Shawn Ashmore, best known for playing Iceman in the “X-Men” flicks, stars as Edward, an emotionally stunted man-child who’s still looking for his place in life, even as his 30th birthday approaches. He’s still living at home with his parents (Kate Burton and Tom Wopat) and barely employed at the Go Go Postal office shop. He takes medication and there’s a suggestion of institutionalization in his past.
Then he bumps into an old mariachi singer at the local Mexican restaurant – probably the only one in Greenville, Kansas. Alberto (Fernando Becerril) has a strong voice and a good heart, and he takes Edward under his wing to teach him some songs.
When Alberto falls ill and the job at Go Go Postal dries up, Edward decides to head down to Guadalajara to try to make it as a mariachi singer. Never mind that he barely speaks any Spanish (he has learned the lyrics phonetically) and knows only a handful of the 3,000 songs a mariachi is expected to play from memory.

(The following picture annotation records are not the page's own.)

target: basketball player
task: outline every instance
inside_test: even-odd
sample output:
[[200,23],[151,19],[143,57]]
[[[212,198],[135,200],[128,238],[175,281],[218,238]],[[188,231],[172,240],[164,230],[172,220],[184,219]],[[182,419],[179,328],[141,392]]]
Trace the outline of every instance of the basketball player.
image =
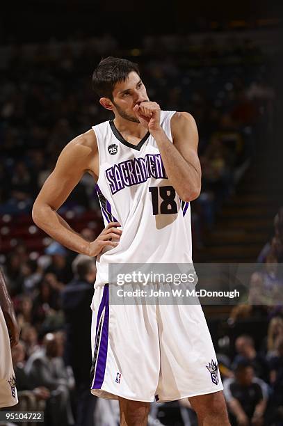
[[[93,88],[113,120],[68,143],[33,206],[35,223],[97,256],[91,392],[118,399],[121,424],[147,425],[149,403],[188,397],[200,425],[229,425],[216,354],[200,305],[108,305],[110,263],[191,263],[191,200],[200,194],[196,125],[161,111],[138,66],[103,59]],[[57,210],[83,173],[97,182],[105,228],[88,242]],[[79,318],[78,318],[79,322]]]
[[19,329],[0,268],[0,408],[17,404],[11,347],[19,342]]

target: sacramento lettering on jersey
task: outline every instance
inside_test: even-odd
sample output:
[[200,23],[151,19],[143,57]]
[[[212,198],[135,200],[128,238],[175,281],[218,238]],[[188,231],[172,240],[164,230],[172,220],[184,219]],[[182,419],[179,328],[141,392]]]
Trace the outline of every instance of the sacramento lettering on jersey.
[[150,178],[168,179],[160,154],[147,154],[140,158],[122,161],[106,172],[112,195],[123,189],[145,182]]

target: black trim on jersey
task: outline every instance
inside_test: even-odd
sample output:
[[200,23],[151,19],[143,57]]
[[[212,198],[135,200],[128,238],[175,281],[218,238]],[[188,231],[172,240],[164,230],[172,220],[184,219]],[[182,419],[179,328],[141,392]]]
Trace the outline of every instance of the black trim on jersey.
[[137,150],[138,151],[140,150],[140,148],[142,148],[143,145],[145,143],[145,142],[146,141],[146,140],[150,135],[150,132],[147,132],[146,135],[143,136],[143,138],[139,141],[138,145],[134,145],[133,143],[130,143],[129,142],[128,142],[127,141],[126,141],[126,139],[123,138],[123,136],[122,136],[119,130],[115,127],[113,120],[111,120],[109,121],[109,124],[110,124],[110,127],[111,127],[111,130],[114,134],[114,136],[121,142],[121,143],[123,143],[123,145],[125,145],[126,146],[128,146],[129,148],[131,148],[134,150]]

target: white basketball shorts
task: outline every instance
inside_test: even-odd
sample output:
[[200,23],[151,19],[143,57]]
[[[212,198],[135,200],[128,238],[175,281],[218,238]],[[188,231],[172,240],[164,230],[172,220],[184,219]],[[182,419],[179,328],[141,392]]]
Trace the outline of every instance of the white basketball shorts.
[[91,393],[160,402],[223,389],[198,305],[110,305],[108,285],[91,307]]
[[0,308],[0,408],[17,404],[9,334]]

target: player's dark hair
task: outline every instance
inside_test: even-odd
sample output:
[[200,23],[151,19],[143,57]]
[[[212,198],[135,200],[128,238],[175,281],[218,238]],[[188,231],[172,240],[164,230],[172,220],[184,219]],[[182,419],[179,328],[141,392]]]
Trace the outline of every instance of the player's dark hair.
[[113,56],[102,59],[92,74],[93,90],[99,97],[113,100],[115,85],[125,81],[132,71],[140,75],[138,65],[128,59]]

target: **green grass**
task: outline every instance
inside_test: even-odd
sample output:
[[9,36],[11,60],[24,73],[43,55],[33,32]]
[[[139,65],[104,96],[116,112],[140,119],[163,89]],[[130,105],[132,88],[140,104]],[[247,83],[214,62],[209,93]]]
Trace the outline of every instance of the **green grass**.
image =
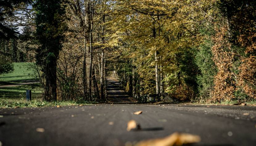
[[41,97],[42,89],[39,83],[24,85],[17,86],[0,88],[0,98],[20,99],[25,98],[26,90],[31,90],[32,98]]
[[91,105],[96,102],[86,101],[57,101],[47,102],[41,99],[32,99],[31,101],[27,101],[25,98],[19,99],[11,99],[0,98],[0,108],[27,107],[43,107]]
[[35,80],[33,72],[28,69],[28,63],[14,63],[14,71],[9,74],[0,75],[0,85],[17,83],[23,81]]

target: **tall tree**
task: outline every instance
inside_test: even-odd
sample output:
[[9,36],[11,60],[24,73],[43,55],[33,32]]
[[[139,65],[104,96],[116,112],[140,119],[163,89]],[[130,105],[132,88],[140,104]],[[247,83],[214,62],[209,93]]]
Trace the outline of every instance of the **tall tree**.
[[62,48],[64,22],[64,1],[40,0],[33,6],[36,12],[36,37],[39,47],[36,49],[37,64],[42,67],[46,79],[45,99],[57,99],[57,60]]

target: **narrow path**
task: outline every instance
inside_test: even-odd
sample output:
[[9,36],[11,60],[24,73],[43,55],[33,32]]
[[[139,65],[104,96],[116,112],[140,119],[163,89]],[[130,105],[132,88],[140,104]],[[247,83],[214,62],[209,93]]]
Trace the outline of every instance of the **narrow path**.
[[32,84],[35,83],[38,83],[39,82],[38,81],[34,81],[31,82],[28,82],[26,83],[19,83],[18,84],[11,84],[10,85],[4,85],[0,86],[0,88],[4,88],[5,87],[11,87],[18,86],[21,86],[23,85],[27,85],[28,84]]
[[119,87],[118,81],[113,78],[108,79],[107,83],[107,102],[113,104],[134,104],[137,101],[130,97]]

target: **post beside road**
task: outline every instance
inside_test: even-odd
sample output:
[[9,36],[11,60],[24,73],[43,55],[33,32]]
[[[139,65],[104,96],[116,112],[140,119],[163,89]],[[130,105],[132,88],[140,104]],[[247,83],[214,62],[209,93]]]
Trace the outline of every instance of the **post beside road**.
[[26,90],[26,99],[27,101],[31,100],[32,99],[31,97],[31,90]]

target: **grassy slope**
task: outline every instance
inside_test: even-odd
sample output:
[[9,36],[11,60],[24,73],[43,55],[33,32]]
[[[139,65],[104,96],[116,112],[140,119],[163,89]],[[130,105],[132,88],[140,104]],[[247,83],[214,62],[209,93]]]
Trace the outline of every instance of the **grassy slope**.
[[28,69],[28,63],[14,63],[14,71],[0,75],[0,85],[19,83],[23,81],[35,80],[33,71]]
[[[14,63],[14,71],[11,73],[0,75],[0,85],[14,84],[35,80],[33,71],[28,69],[29,63]],[[26,97],[26,90],[32,90],[32,98],[38,98],[42,91],[39,84],[22,85],[18,86],[0,88],[1,99],[20,99]]]

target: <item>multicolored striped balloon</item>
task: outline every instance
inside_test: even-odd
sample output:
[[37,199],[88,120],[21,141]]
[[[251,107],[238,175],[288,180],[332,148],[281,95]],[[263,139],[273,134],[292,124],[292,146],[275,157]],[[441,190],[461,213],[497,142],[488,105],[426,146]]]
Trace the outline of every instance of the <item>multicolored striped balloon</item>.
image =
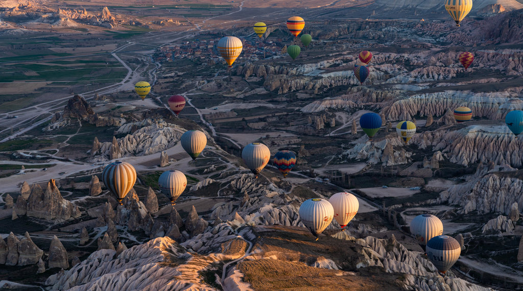
[[276,167],[283,174],[283,178],[287,178],[287,174],[291,171],[296,164],[296,155],[289,150],[281,150],[276,153],[272,160]]
[[362,63],[365,63],[366,64],[368,65],[369,63],[370,62],[370,59],[372,58],[372,54],[370,53],[370,52],[368,51],[363,51],[360,53],[359,55],[358,56],[358,58],[359,59],[360,61]]
[[303,30],[304,27],[305,27],[305,20],[299,16],[292,16],[287,20],[287,28],[295,37],[298,37],[298,35]]
[[104,169],[101,180],[107,189],[116,196],[120,205],[122,205],[122,200],[136,183],[136,170],[128,162],[112,162]]
[[472,111],[464,106],[458,107],[454,110],[454,118],[459,123],[468,121],[472,118]]
[[459,61],[465,67],[465,69],[467,69],[474,61],[474,55],[469,52],[461,53],[459,55]]

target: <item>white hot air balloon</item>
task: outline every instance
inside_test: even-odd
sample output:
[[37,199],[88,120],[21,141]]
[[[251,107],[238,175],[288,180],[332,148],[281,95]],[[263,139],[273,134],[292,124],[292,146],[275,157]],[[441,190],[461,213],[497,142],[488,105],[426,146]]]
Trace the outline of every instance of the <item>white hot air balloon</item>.
[[342,227],[348,224],[359,208],[358,199],[350,193],[337,193],[331,196],[328,202],[334,209],[334,219]]
[[164,172],[158,179],[162,192],[170,199],[170,204],[176,204],[176,199],[181,195],[187,185],[187,178],[179,171],[171,170]]
[[190,130],[181,135],[180,143],[184,150],[195,160],[207,145],[207,137],[204,133],[199,130]]
[[458,261],[461,254],[459,242],[449,236],[434,237],[427,243],[427,256],[444,275]]
[[443,234],[443,224],[434,215],[418,215],[411,222],[411,233],[425,251],[427,242],[430,239]]
[[270,150],[266,145],[259,143],[247,145],[242,152],[242,158],[247,167],[258,178],[258,174],[265,167],[270,158]]
[[331,224],[334,209],[327,200],[314,198],[305,200],[300,206],[300,219],[318,240],[318,235]]

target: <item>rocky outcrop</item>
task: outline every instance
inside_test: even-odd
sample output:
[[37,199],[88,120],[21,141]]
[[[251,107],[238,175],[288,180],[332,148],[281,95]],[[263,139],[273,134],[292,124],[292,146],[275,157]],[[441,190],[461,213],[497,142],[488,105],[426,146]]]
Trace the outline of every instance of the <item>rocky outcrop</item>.
[[89,182],[89,195],[98,196],[101,193],[101,185],[100,184],[98,176],[92,176],[91,181]]
[[69,268],[67,251],[56,236],[53,236],[53,239],[51,240],[48,264],[49,268],[59,267],[63,269]]
[[26,231],[25,235],[18,243],[18,265],[25,266],[36,264],[42,258],[43,255],[43,251],[37,247],[31,239],[29,233]]
[[158,198],[151,187],[149,187],[149,190],[147,192],[147,196],[145,197],[145,208],[147,208],[149,213],[153,214],[158,212]]
[[40,185],[34,185],[27,201],[27,216],[46,219],[69,219],[81,215],[78,206],[64,199],[54,183],[54,179],[47,183],[43,192]]

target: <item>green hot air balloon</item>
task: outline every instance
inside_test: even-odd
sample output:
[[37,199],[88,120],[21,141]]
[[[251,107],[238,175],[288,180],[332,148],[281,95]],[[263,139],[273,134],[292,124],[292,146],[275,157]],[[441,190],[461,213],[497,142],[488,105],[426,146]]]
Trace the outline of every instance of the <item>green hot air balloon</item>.
[[287,53],[289,55],[291,56],[292,60],[295,60],[298,57],[298,55],[300,54],[300,52],[301,51],[301,49],[300,48],[299,45],[296,45],[295,44],[293,44],[292,45],[289,45],[287,48]]
[[301,39],[301,43],[306,47],[309,46],[311,42],[312,41],[312,37],[311,36],[311,34],[302,34],[300,39]]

He gets a break when he meets Lilia (a vibrant Martha Higareda), a vivacious young woman who speaks English and helps run the restaurant across the street with her mother. The mother (Adriana Barraza) is suspicious of the odd American, but Lilia takes him under his wing and helps Edward realize his dream of playing in a Mariachi band.
Ashmore has a high, pure voice and a graceful, languid presence, and acquits himself remarkably well with the songs. Lila Downs also has a notable turn as Sophia, a female singer with a breathtakingly deep timbre who assists Edward in his career.
Director Tom Gustafson and screenwriter Cory James Krueckeberg paint a lovely portrait of the Mexican way of life. But I’m not sure if they set out with a clear vision of what they wanted to accomplish from a storytelling perspective. Once Edward starts to see some success as a gringo mariachi, the story thread comes unraveled.
There’s a suggestion of romance with Lilia, but her previous romances were with women and she’s not sure if she really wants to switch teams. The last half-hour or so of the film wanders, and the ending is problematic.
Still, if you’re into gorgeous scenes of Mexican costumes and dancing, mouth-watering close-ups of food being prepared and served, and lots and lots of terrific mariachi music, this movie is for you.